Occupy the ‘Blue Zones’ for a longer life
By John Horchner
Forty-five years before author Dan Buettner popularized the term “Blue Zones” in an article for National Geographic in 2005 that explored five places across the globe where people live incredibly long and happy lives, my father preached many of the principles, such as changing your surroundings if you want to live longer.
Our family’s first apartment was close to the downtown area “so I can walk to the train station.” The next place we had was further out but close enough to the elementary and middle school and even high school “. . . so you kids can walk to school.”
Buettner grew up in St. Paul’s Como Park neighborhood and his father instilled in his four boys the same sense that the easy way is not always the best way. In his case, it was trips to the Boundary Waters for weeklong canoe trips and backpacking out West, according to interviews he’s conducted with various media outlets.
The funny thing is my dad’s approach was closer to the big idea that Buettner brought back from his travels to Blue Zones—places where people live the longest. It’s not the heroic gestures but the everyday things like walking to the store, chatting with friends and making healthy food choices that equate to a long and happy life.
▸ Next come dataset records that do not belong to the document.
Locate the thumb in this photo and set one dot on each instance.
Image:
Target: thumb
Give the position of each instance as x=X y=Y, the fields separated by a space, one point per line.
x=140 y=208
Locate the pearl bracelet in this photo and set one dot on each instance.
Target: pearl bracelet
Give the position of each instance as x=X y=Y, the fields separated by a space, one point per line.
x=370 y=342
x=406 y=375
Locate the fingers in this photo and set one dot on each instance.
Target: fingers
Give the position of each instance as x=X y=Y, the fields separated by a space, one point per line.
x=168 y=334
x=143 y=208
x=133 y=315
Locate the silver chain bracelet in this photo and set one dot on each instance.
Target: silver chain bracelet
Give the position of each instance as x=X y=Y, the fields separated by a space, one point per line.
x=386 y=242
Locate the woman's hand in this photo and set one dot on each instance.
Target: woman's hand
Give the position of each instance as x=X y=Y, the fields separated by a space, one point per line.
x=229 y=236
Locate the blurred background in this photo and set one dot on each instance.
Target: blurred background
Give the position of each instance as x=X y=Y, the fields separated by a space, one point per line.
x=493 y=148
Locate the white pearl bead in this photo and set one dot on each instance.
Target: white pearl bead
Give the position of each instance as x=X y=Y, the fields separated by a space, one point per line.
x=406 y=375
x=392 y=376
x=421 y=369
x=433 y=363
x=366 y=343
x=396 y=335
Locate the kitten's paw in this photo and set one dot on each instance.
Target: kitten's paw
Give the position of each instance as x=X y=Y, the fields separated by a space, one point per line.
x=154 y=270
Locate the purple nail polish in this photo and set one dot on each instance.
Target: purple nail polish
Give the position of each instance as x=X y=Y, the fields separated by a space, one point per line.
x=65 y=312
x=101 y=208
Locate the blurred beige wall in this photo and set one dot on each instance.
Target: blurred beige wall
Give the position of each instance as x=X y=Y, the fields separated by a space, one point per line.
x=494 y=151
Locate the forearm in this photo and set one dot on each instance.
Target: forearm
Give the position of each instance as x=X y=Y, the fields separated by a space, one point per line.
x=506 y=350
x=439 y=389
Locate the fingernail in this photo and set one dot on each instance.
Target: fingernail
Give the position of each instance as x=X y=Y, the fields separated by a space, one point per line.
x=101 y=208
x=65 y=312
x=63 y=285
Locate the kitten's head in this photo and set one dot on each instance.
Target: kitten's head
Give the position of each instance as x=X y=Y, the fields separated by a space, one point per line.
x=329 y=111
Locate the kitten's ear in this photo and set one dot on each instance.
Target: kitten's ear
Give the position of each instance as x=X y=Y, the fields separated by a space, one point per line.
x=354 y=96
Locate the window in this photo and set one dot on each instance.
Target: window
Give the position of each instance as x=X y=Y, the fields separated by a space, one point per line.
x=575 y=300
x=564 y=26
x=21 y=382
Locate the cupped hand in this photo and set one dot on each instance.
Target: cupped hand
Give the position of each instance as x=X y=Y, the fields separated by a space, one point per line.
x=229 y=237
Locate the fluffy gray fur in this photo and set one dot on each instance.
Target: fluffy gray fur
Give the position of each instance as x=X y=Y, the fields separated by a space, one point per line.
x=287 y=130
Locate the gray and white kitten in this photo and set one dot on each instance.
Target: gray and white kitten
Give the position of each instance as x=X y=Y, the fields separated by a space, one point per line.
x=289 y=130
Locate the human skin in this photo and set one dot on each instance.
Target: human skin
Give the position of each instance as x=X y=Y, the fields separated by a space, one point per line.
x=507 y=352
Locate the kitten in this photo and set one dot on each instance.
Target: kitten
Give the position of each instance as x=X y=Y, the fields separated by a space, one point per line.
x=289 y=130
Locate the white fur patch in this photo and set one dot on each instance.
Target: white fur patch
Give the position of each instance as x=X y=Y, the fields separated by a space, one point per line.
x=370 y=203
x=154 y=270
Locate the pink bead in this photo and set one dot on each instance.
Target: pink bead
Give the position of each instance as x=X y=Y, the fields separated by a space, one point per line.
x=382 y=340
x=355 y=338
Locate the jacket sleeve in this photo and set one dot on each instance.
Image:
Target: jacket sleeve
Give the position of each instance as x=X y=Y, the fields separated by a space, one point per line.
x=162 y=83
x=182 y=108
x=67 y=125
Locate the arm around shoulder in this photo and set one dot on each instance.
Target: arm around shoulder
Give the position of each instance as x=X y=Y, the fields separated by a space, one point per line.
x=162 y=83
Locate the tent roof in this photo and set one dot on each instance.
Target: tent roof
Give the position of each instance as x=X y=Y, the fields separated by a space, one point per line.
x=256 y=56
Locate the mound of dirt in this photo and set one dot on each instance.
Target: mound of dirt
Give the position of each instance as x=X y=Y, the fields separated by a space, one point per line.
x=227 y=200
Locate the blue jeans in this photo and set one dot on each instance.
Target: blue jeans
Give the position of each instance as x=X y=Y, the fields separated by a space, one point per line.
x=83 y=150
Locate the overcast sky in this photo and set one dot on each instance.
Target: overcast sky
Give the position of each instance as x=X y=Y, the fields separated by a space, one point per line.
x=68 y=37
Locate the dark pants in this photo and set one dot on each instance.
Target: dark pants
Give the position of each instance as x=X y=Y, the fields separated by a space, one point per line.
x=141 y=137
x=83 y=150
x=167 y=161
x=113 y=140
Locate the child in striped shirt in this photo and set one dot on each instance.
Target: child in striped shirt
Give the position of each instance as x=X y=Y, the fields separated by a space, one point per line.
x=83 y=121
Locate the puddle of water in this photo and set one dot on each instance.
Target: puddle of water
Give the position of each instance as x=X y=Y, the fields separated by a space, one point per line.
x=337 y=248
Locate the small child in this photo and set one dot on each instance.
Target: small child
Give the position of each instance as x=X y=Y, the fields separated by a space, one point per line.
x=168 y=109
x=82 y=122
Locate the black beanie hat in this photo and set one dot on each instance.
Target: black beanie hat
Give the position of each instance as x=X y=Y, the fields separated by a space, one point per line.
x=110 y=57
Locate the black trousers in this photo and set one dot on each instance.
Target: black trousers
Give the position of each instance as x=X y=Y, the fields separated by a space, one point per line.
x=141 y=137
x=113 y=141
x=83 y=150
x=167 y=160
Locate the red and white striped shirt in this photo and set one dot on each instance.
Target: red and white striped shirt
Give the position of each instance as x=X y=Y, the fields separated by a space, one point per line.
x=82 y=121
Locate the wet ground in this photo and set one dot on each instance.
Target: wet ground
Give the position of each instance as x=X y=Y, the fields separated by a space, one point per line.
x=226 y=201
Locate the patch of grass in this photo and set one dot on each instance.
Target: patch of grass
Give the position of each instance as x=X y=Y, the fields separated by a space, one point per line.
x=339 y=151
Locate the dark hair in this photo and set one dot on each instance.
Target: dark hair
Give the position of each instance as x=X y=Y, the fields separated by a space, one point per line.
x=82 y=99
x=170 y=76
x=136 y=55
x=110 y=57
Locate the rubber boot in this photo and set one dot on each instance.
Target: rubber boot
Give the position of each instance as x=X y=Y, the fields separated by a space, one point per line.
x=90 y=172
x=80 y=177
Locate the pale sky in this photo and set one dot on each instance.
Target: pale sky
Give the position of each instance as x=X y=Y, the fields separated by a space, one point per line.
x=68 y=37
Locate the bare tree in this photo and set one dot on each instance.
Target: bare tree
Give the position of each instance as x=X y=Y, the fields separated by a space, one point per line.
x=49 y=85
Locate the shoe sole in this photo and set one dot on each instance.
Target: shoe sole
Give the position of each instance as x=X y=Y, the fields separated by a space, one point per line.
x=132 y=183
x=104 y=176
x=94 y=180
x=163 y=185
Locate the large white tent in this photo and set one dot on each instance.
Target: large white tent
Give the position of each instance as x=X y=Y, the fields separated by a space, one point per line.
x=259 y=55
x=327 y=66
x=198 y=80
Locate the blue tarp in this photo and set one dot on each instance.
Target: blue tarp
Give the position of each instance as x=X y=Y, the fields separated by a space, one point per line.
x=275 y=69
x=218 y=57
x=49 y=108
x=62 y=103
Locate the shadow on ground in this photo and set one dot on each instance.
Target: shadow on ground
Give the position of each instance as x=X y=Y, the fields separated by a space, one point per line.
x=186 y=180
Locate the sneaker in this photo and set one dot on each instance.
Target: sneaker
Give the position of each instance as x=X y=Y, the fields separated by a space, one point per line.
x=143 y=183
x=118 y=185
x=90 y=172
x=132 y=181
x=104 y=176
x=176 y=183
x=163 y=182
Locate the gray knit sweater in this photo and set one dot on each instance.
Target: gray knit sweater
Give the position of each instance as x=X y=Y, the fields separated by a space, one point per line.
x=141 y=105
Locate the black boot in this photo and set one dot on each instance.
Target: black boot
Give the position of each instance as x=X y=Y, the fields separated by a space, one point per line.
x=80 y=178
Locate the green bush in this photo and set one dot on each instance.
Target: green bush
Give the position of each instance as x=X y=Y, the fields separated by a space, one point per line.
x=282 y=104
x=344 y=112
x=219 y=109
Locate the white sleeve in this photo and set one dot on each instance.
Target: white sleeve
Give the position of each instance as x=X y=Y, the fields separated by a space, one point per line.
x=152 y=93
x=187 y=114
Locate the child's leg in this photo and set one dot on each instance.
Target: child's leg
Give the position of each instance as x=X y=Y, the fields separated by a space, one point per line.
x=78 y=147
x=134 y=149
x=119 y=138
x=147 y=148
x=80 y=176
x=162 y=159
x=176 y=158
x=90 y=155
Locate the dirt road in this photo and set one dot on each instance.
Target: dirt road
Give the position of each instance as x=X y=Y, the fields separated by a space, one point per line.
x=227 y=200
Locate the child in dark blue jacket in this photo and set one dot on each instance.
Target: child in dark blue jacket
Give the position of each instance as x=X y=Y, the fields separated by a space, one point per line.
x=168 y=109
Reflecting on my dad’s incessant reminders of the importance of walking or riding a bike for trips to friends’ houses or even trips to the grocery store I see that bike riding would have been easier in a bicycle friendly place like Amsterdam rather than in our small town in New Jersey, which didn’t have bicycle paths.
According to one of Buettner’s blog post on LinkedIn, this is the key longevity secret: “If you want to live longer, don’t try to change your mind, change your surroundings.”
Food, exercise and social relations that add years to your life are all guided by where you live more than the choices you make.
Buettner synthesized these ideas and trademarked the term Blue Zones as a result of his work. His findings are used by the Minneapolis-based organization that he founded to help millions lead longer and happier lives in what they call Blue Zones Projects.
I was pondering this idea one day while biking in the St. Anthony Park neighborhood, when I saw Mark Brancel, a local physician out for a barefoot jog. I flagged him down and mentioned the big idea that one’s environment trumps all other factors in determining health and well-being.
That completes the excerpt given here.